To calculate the inertial mass, we need to find the ratio of the gravitational mass to the acceleration.
On the surface of the Earth, the weight of the vase is its gravitational mass multiplied by 9.8 m/s^2:
Weight = Gravitational mass × 9.8 m/s^2
By rearranging the formula, we can calculate the inertial mass:
Inertial mass = Weight / 9.8 m/s^2
Inertial mass = Gravitational mass
Now we can substitute the gravitational mass with the inertial mass in the calculations:
1) L1 = 8.4 cm × (Inertial mass of the vase × 9.8 m/s^2)

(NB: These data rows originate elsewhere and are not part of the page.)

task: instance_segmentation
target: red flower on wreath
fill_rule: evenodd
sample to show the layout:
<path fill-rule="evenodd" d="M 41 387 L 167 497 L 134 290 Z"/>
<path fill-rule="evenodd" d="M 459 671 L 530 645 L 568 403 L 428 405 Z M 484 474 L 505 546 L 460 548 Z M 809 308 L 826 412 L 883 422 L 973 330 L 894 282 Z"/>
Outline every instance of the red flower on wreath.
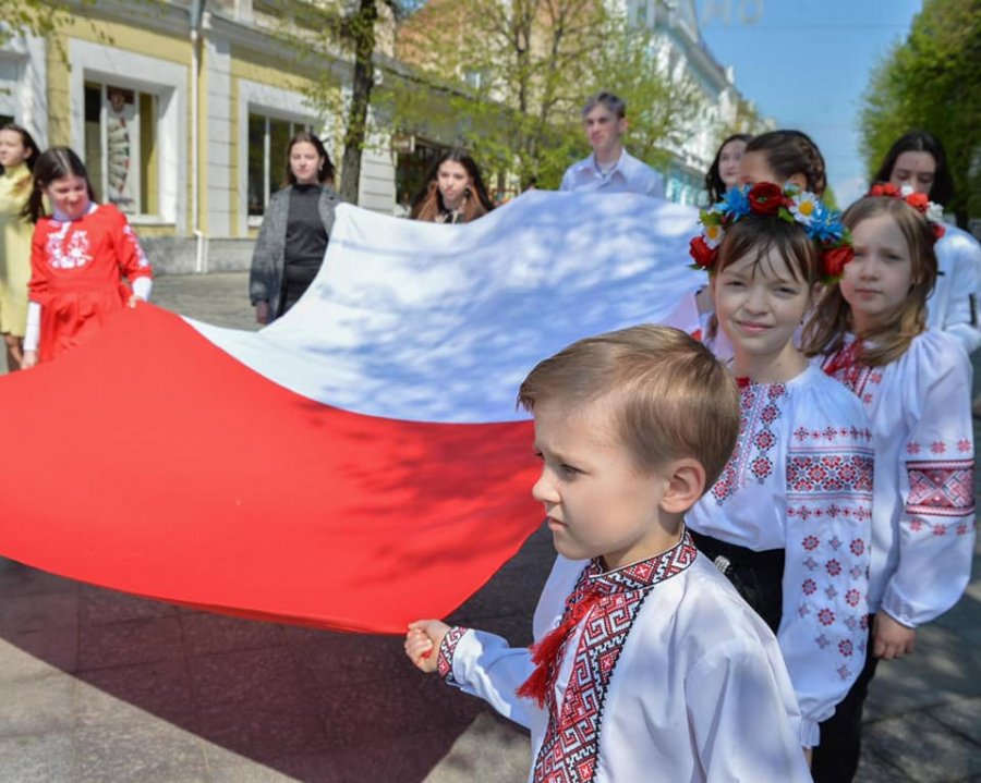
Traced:
<path fill-rule="evenodd" d="M 784 191 L 772 182 L 761 182 L 747 194 L 754 215 L 776 215 L 784 206 Z"/>
<path fill-rule="evenodd" d="M 899 188 L 896 187 L 892 182 L 877 182 L 872 185 L 872 189 L 869 191 L 870 196 L 889 196 L 891 198 L 896 198 L 899 196 Z"/>
<path fill-rule="evenodd" d="M 851 247 L 833 247 L 821 254 L 821 264 L 824 267 L 824 276 L 827 278 L 839 278 L 845 271 L 845 265 L 855 258 L 855 250 Z"/>
<path fill-rule="evenodd" d="M 704 236 L 695 236 L 689 243 L 689 249 L 695 264 L 703 269 L 712 269 L 712 267 L 715 266 L 716 250 L 715 248 L 708 247 Z"/>
<path fill-rule="evenodd" d="M 930 206 L 930 199 L 925 193 L 910 193 L 906 197 L 906 203 L 913 209 L 924 213 L 927 212 L 927 207 Z"/>

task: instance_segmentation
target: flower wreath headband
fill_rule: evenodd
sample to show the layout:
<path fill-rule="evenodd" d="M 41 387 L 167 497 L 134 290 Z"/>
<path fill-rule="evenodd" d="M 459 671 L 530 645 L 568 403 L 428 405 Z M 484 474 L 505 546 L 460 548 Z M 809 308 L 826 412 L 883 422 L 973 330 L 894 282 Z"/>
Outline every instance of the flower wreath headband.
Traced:
<path fill-rule="evenodd" d="M 702 210 L 699 218 L 702 233 L 690 245 L 694 258 L 692 269 L 711 270 L 726 230 L 750 215 L 799 224 L 818 245 L 821 282 L 826 285 L 837 282 L 845 265 L 855 257 L 851 233 L 841 223 L 841 216 L 828 209 L 815 194 L 789 183 L 782 188 L 772 182 L 761 182 L 752 187 L 731 187 L 720 201 Z"/>
<path fill-rule="evenodd" d="M 930 223 L 930 228 L 933 230 L 933 244 L 936 244 L 936 241 L 947 231 L 942 222 L 944 218 L 944 208 L 935 201 L 931 201 L 925 193 L 917 193 L 909 185 L 896 187 L 892 182 L 880 182 L 872 185 L 869 193 L 865 195 L 901 198 L 910 207 L 927 218 L 927 222 Z"/>

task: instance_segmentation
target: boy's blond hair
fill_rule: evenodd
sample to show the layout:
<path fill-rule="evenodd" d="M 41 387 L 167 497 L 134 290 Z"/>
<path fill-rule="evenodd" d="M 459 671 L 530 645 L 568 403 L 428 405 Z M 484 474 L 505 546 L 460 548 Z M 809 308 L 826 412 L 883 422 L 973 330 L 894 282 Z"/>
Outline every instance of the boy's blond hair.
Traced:
<path fill-rule="evenodd" d="M 670 327 L 638 326 L 585 338 L 540 362 L 518 404 L 558 403 L 570 415 L 603 399 L 611 424 L 641 472 L 692 457 L 705 489 L 725 467 L 739 436 L 739 391 L 704 345 Z"/>

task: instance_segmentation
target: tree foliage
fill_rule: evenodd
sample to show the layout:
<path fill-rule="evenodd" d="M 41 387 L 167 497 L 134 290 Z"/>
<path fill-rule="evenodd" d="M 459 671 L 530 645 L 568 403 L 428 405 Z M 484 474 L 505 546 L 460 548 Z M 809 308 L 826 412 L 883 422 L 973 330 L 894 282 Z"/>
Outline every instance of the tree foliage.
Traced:
<path fill-rule="evenodd" d="M 693 122 L 701 98 L 689 79 L 658 65 L 653 34 L 594 0 L 431 0 L 409 22 L 400 56 L 431 84 L 458 124 L 451 140 L 522 183 L 558 185 L 588 151 L 586 98 L 601 89 L 627 101 L 631 150 L 663 162 Z M 411 101 L 407 101 L 410 102 Z M 416 133 L 436 121 L 399 112 Z"/>
<path fill-rule="evenodd" d="M 322 117 L 337 120 L 342 129 L 340 195 L 358 204 L 361 157 L 372 136 L 372 105 L 376 87 L 376 49 L 379 32 L 415 8 L 417 0 L 332 0 L 275 3 L 279 24 L 275 34 L 312 66 L 304 91 Z M 351 61 L 351 90 L 339 89 L 334 58 Z"/>
<path fill-rule="evenodd" d="M 13 0 L 0 3 L 0 46 L 23 33 L 44 37 L 64 26 L 71 16 L 66 3 Z"/>
<path fill-rule="evenodd" d="M 981 215 L 981 1 L 925 0 L 862 98 L 862 152 L 874 174 L 893 143 L 922 129 L 944 145 L 958 223 Z"/>

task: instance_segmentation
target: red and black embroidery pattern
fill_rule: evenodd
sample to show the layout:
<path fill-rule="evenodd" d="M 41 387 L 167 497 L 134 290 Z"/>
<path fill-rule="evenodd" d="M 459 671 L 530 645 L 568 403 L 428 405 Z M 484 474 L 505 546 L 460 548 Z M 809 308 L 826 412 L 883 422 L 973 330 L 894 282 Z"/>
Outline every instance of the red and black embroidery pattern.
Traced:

2) L2 = 8.4 cm × (Inertial mass of the vase × 12.4 m/s^2)
3) L3 = 8.4 cm × (Inertial mass of the vase × 6.6 m/s^2)
Since the equations are the same for all three questions, the only difference lies in the value of the inertial mass (which is equal to the gravitational mass).
To find the value of the inertial mass, we need the given weight or gravitational mass of the vase. Once we have that information, we can substitute it into the equations to obtain the final answers.
Please provide the weight or gravitational mass of the vase, and I will be able to calculate the lengths of the spring in each situation for you.